Friday, April 01, 2005

News from that other housing GSE

The Cranky Economist has been fascinated by management woes at Fannie Mae for months now. Not only is it a captivating business story, but it's a classic Washington scandal-in-the-making, too. It's all there -- dodgy accounting, fat-cat executives, political connections. Who could ask for more?

But there is another housing GSE (government-sponsored enterprise) that has had a scandal of its own. In 2002, Freddie Mac announced that, thanks to antiquated accounting procedures, it wasn't sure exactly what its earnings were. This was a much more boring scandal, since it seemed to stem more from incompetence than from crass criminality tinged with venality.
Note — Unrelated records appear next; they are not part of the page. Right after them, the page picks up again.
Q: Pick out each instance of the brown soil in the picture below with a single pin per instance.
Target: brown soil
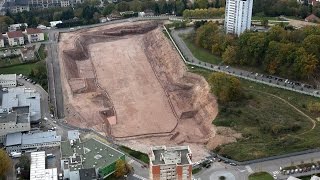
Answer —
(127, 81)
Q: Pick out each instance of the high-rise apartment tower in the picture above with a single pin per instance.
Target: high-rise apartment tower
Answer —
(238, 16)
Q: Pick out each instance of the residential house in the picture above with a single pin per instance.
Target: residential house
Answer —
(15, 38)
(1, 41)
(170, 163)
(34, 35)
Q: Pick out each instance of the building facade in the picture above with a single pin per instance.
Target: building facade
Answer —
(34, 35)
(8, 80)
(1, 41)
(38, 169)
(15, 38)
(32, 141)
(238, 16)
(170, 163)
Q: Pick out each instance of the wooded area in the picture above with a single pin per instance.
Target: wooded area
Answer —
(294, 54)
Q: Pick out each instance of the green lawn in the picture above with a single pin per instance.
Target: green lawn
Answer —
(24, 69)
(260, 176)
(196, 170)
(201, 54)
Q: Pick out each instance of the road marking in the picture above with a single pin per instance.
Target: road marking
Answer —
(131, 161)
(249, 169)
(139, 177)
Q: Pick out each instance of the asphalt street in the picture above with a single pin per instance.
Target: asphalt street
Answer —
(252, 76)
(55, 88)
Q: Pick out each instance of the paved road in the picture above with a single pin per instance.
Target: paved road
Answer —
(218, 169)
(55, 88)
(259, 78)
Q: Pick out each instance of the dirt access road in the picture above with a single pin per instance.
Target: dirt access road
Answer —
(127, 81)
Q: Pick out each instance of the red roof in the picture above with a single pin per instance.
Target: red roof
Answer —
(14, 34)
(33, 30)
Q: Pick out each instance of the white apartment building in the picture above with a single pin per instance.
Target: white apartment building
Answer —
(1, 41)
(170, 163)
(8, 80)
(238, 16)
(34, 35)
(15, 38)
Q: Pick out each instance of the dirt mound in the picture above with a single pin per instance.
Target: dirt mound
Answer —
(128, 81)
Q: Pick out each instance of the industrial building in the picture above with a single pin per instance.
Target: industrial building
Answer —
(31, 141)
(78, 159)
(22, 99)
(238, 15)
(18, 108)
(8, 80)
(38, 169)
(171, 163)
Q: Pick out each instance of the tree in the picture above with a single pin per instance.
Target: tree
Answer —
(135, 6)
(230, 55)
(264, 22)
(227, 88)
(123, 6)
(5, 163)
(180, 6)
(121, 168)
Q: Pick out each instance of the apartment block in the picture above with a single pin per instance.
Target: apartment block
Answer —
(170, 163)
(238, 16)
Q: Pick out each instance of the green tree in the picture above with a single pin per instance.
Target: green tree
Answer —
(5, 163)
(180, 7)
(265, 22)
(230, 55)
(227, 88)
(135, 6)
(121, 168)
(123, 6)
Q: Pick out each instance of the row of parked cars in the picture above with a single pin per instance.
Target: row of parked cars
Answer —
(27, 79)
(207, 162)
(300, 170)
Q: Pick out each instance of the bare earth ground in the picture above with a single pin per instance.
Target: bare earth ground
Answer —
(128, 82)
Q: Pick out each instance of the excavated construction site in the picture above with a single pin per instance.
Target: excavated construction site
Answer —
(127, 81)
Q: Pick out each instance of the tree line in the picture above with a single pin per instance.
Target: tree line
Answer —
(294, 54)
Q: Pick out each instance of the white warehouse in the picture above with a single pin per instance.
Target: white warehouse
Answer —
(238, 16)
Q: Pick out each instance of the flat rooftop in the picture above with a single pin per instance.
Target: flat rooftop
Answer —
(22, 100)
(171, 155)
(93, 153)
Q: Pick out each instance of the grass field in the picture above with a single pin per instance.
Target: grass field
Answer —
(268, 125)
(260, 176)
(201, 54)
And in this town, incompetence isn't exactly a rare commodity.

All of which serves as a prelude to the news (from AP via Yahoo! News) that Freddie's 2004 profits took a major hit. A look at exactly why 2004 results were so dismal suggests that the loss could augur well for the future.
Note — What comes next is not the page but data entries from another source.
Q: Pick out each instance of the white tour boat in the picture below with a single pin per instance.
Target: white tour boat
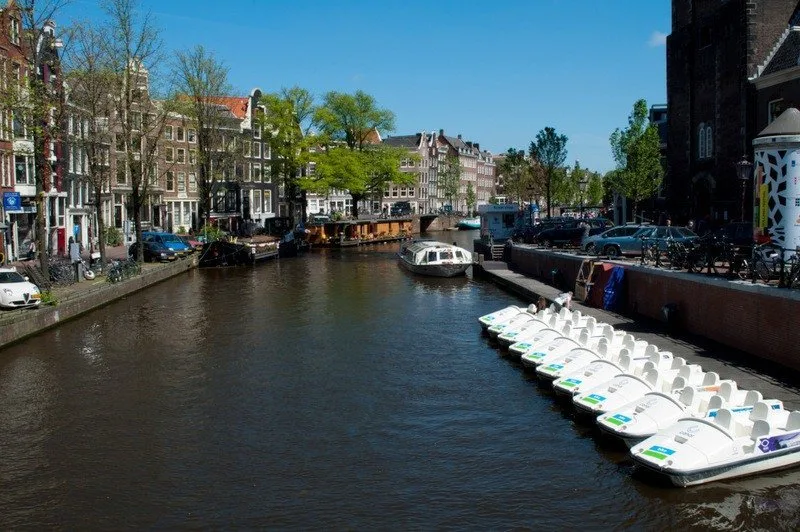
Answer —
(427, 257)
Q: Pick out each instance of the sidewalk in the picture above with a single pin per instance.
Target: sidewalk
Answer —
(749, 372)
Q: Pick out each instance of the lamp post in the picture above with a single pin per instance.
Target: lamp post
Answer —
(743, 171)
(582, 184)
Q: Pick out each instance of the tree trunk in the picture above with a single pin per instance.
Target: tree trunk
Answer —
(101, 227)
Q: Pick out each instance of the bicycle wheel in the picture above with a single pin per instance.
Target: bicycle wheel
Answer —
(761, 271)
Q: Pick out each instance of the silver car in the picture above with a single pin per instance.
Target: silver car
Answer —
(632, 245)
(595, 243)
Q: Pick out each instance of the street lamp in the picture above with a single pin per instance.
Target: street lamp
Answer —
(582, 184)
(743, 171)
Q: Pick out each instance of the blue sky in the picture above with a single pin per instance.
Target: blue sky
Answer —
(495, 72)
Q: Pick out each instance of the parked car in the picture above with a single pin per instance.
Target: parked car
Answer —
(153, 251)
(632, 245)
(170, 241)
(595, 243)
(571, 233)
(16, 291)
(195, 244)
(401, 208)
(738, 233)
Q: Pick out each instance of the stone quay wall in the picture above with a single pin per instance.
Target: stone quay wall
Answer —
(757, 319)
(81, 298)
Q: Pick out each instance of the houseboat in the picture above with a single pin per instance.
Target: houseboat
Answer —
(351, 233)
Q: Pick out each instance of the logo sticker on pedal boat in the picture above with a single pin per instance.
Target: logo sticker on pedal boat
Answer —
(593, 399)
(618, 419)
(658, 452)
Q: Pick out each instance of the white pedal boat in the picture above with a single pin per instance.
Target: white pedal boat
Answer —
(605, 346)
(699, 450)
(656, 411)
(628, 387)
(529, 330)
(499, 316)
(630, 359)
(553, 349)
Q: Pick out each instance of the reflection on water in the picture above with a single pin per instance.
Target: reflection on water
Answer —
(335, 390)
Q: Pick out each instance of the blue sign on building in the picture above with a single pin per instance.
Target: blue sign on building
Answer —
(12, 202)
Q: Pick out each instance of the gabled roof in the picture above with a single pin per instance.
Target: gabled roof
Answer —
(237, 105)
(788, 123)
(403, 141)
(787, 53)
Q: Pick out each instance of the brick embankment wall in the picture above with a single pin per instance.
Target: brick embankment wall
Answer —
(16, 325)
(757, 319)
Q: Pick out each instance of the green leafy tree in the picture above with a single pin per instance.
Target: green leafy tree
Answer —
(350, 119)
(470, 198)
(549, 151)
(286, 126)
(200, 79)
(450, 178)
(636, 150)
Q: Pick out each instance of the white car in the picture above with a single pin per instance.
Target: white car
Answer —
(16, 291)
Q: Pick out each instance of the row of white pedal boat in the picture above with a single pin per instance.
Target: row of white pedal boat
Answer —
(680, 422)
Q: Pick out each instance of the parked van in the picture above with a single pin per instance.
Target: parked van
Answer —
(170, 241)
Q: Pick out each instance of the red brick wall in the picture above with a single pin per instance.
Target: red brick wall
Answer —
(756, 319)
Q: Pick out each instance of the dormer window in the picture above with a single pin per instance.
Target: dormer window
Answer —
(705, 142)
(14, 31)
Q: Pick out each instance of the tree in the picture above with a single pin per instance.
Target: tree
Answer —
(90, 81)
(636, 151)
(134, 50)
(550, 151)
(36, 103)
(450, 178)
(350, 120)
(200, 80)
(286, 124)
(470, 198)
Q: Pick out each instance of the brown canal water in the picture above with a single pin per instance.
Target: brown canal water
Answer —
(335, 391)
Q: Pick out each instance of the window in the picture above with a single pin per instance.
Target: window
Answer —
(268, 201)
(774, 110)
(122, 176)
(14, 31)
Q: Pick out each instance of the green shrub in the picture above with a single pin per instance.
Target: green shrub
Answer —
(113, 236)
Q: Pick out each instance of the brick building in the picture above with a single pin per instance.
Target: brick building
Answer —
(713, 50)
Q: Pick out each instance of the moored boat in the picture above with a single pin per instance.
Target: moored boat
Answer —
(427, 257)
(700, 450)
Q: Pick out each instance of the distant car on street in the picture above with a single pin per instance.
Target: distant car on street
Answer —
(16, 291)
(153, 251)
(572, 232)
(632, 245)
(594, 243)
Why is that, you ask? Because a lot of the drop in profits arises from two factors: Increasing capital reserves to acceptable levels, and, less significantly, putting the finishing touches on a brand-spanking-new accounting system that will soon allow Freddie to file statements on time for the first time in three years. This, in the GSE world, is what passes for progress.
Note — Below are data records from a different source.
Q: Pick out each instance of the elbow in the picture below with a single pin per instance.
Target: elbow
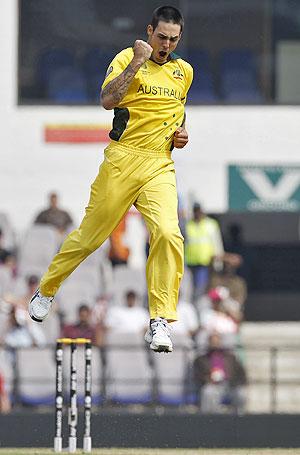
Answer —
(106, 103)
(107, 106)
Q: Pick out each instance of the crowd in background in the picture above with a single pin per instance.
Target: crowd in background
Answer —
(210, 307)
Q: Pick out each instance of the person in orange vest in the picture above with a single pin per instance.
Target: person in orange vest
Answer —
(203, 244)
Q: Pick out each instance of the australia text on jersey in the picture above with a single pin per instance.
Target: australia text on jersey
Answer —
(157, 90)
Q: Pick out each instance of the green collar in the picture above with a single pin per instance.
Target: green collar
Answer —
(174, 56)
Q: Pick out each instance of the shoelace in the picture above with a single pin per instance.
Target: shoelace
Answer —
(160, 326)
(45, 301)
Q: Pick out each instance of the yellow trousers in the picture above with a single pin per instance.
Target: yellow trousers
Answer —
(146, 179)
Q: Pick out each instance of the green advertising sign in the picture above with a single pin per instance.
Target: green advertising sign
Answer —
(264, 188)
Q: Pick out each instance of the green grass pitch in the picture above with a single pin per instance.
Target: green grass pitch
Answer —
(116, 451)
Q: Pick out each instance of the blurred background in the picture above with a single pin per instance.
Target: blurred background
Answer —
(237, 346)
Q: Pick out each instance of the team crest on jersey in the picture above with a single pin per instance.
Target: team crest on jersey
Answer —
(144, 69)
(177, 74)
(110, 69)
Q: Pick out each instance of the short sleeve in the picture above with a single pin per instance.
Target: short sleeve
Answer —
(118, 65)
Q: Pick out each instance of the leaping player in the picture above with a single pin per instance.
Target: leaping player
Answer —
(147, 87)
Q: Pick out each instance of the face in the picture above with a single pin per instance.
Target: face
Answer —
(163, 40)
(53, 200)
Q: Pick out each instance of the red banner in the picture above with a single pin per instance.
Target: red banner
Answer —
(76, 134)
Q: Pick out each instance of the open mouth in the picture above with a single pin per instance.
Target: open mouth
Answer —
(163, 54)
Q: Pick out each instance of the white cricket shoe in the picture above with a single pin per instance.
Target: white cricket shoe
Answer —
(39, 306)
(158, 335)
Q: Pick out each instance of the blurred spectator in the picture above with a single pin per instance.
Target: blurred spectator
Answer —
(98, 316)
(54, 215)
(220, 378)
(235, 243)
(5, 405)
(203, 245)
(21, 332)
(4, 253)
(83, 328)
(31, 282)
(8, 272)
(118, 252)
(129, 318)
(221, 315)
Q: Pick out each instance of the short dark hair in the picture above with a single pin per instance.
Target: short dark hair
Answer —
(167, 14)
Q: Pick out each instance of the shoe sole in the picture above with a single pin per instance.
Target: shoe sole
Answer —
(161, 348)
(33, 317)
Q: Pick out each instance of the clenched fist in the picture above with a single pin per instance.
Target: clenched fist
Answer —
(142, 51)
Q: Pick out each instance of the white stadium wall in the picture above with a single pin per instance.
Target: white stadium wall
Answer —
(30, 168)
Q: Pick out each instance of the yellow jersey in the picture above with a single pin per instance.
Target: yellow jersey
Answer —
(153, 107)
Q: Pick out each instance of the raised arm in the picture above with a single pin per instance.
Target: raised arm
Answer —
(116, 89)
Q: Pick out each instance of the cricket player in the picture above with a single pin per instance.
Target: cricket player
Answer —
(147, 87)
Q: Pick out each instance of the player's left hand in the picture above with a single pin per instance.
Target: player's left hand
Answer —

The long and the short of it is that Freddie appears to be cleaning up its act, and will probably return to some semblance of normalcy towards the end of calendar 2005. Which I suppose is good news. In a perfect world, Fannie and Freddie would both be privatized. But in the meantime, it's not unreasonable to hope that they would behave themselves like real, responsible companies. Freddie, at least, seems to be trying.